Lamborghini is known for fast cars but it isn’t known for race cars. While they have had some success in GT racing in recent years (and mostly with the cars built under Audi’s tutelage), the Lamborghini racing story is rather short. That said, there have been some attempts in the past to fix that. The Countach QVX is one of them.
According to Mark Smeyers at Lambocars.com, back in the mid-’80s, David Joliffe, official agent for Lamborghini in the United Kingdom at the time, really wanted to race a Countach. After getting turned down by the FIA for a Group B-spec car based on the Countach LP5000S because the production run was too small to homologate the race car, Joliffe flipped the page to the next letter of the alphabet, trading Group B ambitions for a shot at Group C.
But building and supporting a Group C team is a lot more complicated than a Group B entry. Rather than a homologated version of a production car built for rally stages, A Group C entry at Le Man needs to be able to compete at sustained high speeds in long endurance races, something a fragile and fickle Countach likely couldn’t do. To rectify the situation, Joliffe sought out a special V12 from the factory, one that had been developed with help from Lamborghini’s marine engine efforts.
Engine in hand, Joliffe teamed up with endurance racing experts Spice Engineering and CC Motorsports to build a chassis around that special V12. While the car shared nothing with other Countachs, the name stuck and Joliffe added a few high-scoring scrabble letters on the end and there it was: The Lamborghini Countach QVX. The car was eventually finished in 1985, body wrapped in a striking black livery for Unipart, the project’s only major sponsor.
With Tiff Needle and Mauro Baldi at the helm, the car was entered in a number of races but the only one it would finish was the 1986 500 KM of Kyalami in South Africa. After that, the funding started to dry up and the effort was abandoned and that was that.

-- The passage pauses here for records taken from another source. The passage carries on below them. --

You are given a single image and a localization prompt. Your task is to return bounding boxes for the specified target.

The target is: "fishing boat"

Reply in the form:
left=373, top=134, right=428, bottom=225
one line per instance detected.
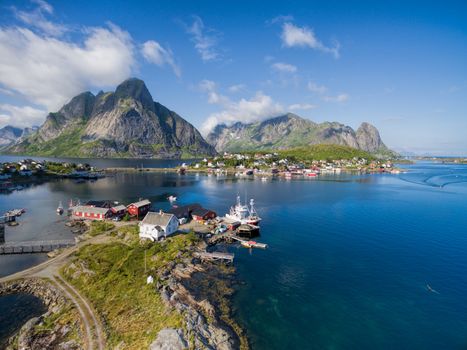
left=241, top=241, right=256, bottom=248
left=225, top=196, right=261, bottom=225
left=57, top=202, right=63, bottom=215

Though the Countach QVX was generally a failure, it didn’t stop Lamborghini from making another attempt wit their next V12-powered platform, the Diablo. At this point, Group C had given way to the GT1 class and the car had to have a lot more in common with the Diablo road car, for better or for worse. What Lamborghini came up with was the Diablo 132 GT1. It failed too, but at least we got one (1) road car out of it. And that’s something worth celebrating.